The site, begun by the University of South Carolina's McKissick Museum with a grant, contains the collections of three (for the time being) historic South Carolina naturalists. Information and photos of specimens, initially of plants, but also other natural specimens. The "Southern Naturalists' Project" will allow researchers to find information on thousands of natural specimens in one place, rather than searching between collections and departments and institutions spread statewide, said McKissick Curator of Collections Christian Cicimurri. At present, only about one percent of McKissick's extensive natural history collection is on display.
"Our goal is to take extremely high-quality, high-resolution images so that lay people, or even scientific researchers, can zoom in so that what they're looking at online is sometimes better than what you can see on the actual specimen."
An example is a 19th century seashell collection than is planned to be added to the site. Many of the shells are very small, but with high magnification, the beautiful details of these objects can be observed and enjoyed.
McKissick is working with the Charleston Museum to put its artifacts related to the three naturalists - Thomas Cooper, Louis Reeves Gibbs and Andrew Charles Moore - online, as well. Matthew Gibson of the Charleston Museum said another advantage of the website is that it will be able to display artifacts too delicate to be included in a museum exhibit, so the public will be able to access objects that otherwise might never be seen.

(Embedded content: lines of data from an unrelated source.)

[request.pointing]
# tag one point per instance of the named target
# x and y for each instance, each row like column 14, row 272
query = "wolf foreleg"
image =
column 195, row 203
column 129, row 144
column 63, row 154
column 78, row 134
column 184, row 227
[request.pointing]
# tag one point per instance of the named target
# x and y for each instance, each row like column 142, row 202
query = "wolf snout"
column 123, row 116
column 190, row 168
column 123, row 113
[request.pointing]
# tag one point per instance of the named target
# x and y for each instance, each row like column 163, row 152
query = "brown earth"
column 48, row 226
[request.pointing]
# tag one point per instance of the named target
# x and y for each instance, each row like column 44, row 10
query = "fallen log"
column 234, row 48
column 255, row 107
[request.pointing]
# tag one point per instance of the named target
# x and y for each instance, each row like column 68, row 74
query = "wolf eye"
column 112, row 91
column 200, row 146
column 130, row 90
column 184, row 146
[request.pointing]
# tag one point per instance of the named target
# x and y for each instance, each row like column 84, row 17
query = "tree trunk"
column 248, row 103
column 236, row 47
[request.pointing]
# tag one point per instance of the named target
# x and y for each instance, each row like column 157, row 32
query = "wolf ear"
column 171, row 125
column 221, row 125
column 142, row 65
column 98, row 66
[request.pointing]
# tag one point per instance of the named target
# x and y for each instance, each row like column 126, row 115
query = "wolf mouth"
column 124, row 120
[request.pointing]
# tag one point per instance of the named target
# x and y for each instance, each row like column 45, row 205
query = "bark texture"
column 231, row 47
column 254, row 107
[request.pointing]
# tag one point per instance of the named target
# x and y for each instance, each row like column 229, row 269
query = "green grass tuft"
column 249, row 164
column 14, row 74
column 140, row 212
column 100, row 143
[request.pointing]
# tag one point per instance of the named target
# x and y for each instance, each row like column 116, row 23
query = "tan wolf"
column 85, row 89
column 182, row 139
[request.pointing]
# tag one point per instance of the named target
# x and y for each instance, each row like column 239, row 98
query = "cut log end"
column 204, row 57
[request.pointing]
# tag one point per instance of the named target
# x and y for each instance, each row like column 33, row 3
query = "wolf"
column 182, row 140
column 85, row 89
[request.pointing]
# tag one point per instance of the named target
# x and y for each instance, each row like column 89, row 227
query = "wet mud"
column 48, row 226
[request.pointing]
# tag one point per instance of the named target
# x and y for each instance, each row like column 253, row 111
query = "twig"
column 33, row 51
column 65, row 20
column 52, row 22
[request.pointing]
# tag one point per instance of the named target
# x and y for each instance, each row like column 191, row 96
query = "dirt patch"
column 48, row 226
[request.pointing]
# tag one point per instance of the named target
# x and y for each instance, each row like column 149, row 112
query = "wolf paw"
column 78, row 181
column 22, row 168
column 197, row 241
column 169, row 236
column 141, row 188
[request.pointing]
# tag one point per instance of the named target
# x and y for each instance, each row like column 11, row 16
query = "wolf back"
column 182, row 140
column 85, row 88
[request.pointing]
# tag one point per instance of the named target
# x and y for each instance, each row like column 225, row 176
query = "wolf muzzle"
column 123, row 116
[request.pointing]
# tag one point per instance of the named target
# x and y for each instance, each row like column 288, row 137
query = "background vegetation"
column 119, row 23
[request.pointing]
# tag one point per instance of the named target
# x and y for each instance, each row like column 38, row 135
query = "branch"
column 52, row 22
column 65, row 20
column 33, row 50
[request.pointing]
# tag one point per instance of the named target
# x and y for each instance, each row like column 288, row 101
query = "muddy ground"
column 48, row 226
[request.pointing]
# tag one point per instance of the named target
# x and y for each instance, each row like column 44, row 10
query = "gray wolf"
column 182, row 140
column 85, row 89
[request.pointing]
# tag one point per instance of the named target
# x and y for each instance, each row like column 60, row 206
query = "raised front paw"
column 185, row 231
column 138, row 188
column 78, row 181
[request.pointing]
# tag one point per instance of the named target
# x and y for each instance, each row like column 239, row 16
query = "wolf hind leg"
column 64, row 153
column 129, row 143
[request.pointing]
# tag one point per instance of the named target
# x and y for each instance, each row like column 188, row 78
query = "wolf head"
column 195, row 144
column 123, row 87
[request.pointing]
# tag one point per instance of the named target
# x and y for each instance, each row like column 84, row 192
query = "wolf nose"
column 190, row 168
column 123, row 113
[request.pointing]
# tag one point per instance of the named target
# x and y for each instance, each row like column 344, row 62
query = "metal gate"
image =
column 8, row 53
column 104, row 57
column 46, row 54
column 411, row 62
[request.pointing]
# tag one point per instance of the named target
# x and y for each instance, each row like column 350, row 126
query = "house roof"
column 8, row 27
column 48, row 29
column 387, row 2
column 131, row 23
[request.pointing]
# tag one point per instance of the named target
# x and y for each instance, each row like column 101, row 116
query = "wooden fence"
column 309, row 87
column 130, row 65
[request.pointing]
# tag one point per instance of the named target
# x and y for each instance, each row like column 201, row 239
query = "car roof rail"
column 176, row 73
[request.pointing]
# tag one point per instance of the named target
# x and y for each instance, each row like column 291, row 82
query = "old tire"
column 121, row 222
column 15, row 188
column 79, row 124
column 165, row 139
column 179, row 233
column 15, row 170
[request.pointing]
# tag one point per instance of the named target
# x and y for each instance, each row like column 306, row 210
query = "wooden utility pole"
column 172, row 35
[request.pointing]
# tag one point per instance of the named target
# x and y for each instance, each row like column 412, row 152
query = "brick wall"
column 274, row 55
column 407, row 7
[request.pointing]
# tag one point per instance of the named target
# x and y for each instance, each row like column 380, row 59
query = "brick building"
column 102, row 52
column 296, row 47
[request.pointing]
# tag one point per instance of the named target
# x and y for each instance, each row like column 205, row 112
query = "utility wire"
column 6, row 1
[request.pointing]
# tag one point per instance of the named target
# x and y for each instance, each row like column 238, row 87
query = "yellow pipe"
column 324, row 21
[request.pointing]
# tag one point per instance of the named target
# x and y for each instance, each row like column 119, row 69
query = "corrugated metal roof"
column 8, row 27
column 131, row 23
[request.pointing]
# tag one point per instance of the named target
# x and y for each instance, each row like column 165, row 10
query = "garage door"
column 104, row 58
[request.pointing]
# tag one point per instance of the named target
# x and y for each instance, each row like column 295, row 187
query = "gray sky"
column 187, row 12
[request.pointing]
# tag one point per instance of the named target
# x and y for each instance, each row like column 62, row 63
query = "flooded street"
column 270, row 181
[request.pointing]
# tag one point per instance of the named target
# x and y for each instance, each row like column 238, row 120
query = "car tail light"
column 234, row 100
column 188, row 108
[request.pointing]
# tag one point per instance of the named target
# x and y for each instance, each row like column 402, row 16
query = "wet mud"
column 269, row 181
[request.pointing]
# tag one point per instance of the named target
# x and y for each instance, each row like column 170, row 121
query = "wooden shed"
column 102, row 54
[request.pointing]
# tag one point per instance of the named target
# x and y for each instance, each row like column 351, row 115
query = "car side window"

After the plant and seashell collections are digitized, Cicimurri said McKissick will add collections of meteorites, fossils, moths and butterflies. The online collections also will include not only natural specimens but artifacts related to the naturalists themselves, such as Thomas Cooper's cane, silver spoon and inkwell.
Cicimurri said because McKissick will continue to add collections and specimens, and perhaps collections of other museums in the future, the site could keep growing indefinitely, adding more and more to the state's - and world's - wealth of knowledge.